As for the Ascend 310, it packs a 16-channel FHD video decoder and is capable of 16 TOPS in integer precision (INT8) and 8 teraflops in half-precision (FP16). Huawei says it’s already being used by “leading” automakers in shuttle buses, new-energy vehicles, and autonomous driving, and it notes that its Ascend 310-touting Atlas series acceleration card and server are now a part of “dozens” of industry solutions developed by dozens of partners.

The Ascend 310’s performance puts it slightly behind startup Hailo’s recently announced Hailo-8, which is capable of 26 tera operations per second (TOPs) — more than double that of chips like Gyrfalcon’s Lightspeeur 2801, which maxes out at 9.3 TOPs, and CEVA’s NeuPro, which can reach 12.5 TOPs. And it’s leagues slower than Nvidia’s test chip, dubbed RC-18, which can hit 128 TOPs at 10 TOPs per watt.


Alongside the Ascend 910 and the Ascend 310, Huawei detailed MindSpore, an extensible end-to-end AI computing framework akin to Google’s TensorFlow and Facebook’s PyTorch. It scales across all devices, edge, and cloud environments, and it’s designed to be lightweight. MindSpore results in 20% fewer lines of core code than “leading” frameworks when dealing with a typical AI model for natural language processing, leading to a boost in efficiency of 50%, on average.

On the privacy side of the equation, Huawei says MindSpore doesn’t process data itself but instead taps model protection tech to ingest only gradient and model information that has already been processed. In this way, it ostensibly preserves sensitive data even in “cross-scenario” environments while ensuring that AI algorithms remain secure and trustworthy.

MindSpore will be made available in open source in the first quarter of 2020, with support for GPUs, CPUs, and other types of processors, in addition to Huawei’s Ascend chips. It’ll complement Huawei’s fully managed ModelArts platform, which provides full-pipeline model production services, including data collection and model development.

“Everything is moving forward according to plan. We promised a full-stack, all-scenario AI portfolio. And today we delivered,” said Xu. This launch is a new milestone in Huawei’s AI roadmap; it’s also a new beginning … We want to drive broader AI adoption and help developers do what they do best.”
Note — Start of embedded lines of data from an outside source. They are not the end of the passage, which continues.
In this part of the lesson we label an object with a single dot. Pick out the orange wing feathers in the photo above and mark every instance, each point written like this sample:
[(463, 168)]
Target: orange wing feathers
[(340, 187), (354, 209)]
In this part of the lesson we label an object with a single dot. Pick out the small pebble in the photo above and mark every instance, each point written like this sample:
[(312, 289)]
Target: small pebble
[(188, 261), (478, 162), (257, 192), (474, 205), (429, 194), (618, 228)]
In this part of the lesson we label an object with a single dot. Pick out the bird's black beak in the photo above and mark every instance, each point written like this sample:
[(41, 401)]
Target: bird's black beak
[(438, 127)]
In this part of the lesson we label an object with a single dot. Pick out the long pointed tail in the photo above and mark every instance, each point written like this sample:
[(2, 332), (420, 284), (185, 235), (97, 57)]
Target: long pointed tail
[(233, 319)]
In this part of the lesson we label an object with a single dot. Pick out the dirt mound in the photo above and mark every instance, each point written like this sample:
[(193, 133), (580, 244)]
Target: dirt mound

The unveiling comes several weeks after the announcement of HarmonyOS, Huawei’s in-house operating system (OS) for mobile devices, in-vehicle systems, smart speakers, and wearables, and as the U.S. contemplates easing trade restrictions on the company and its subsidiaries as early as this year. But escalating tensions with China threaten to put the kibosh on those plans in the near term — Bloomberg reported yesterday that the White House will delay a decision about granting licenses that would allow U.S. companies (including Google and Intel) to restart business with Huawei, in light of China’s decision to halt purchases of U.S. farming goods.

Huawei founder and CEO Ren Zhengfei said in June that the U.S. ban would cost Huawei in the neighborhood of $30 billion in lost revenue.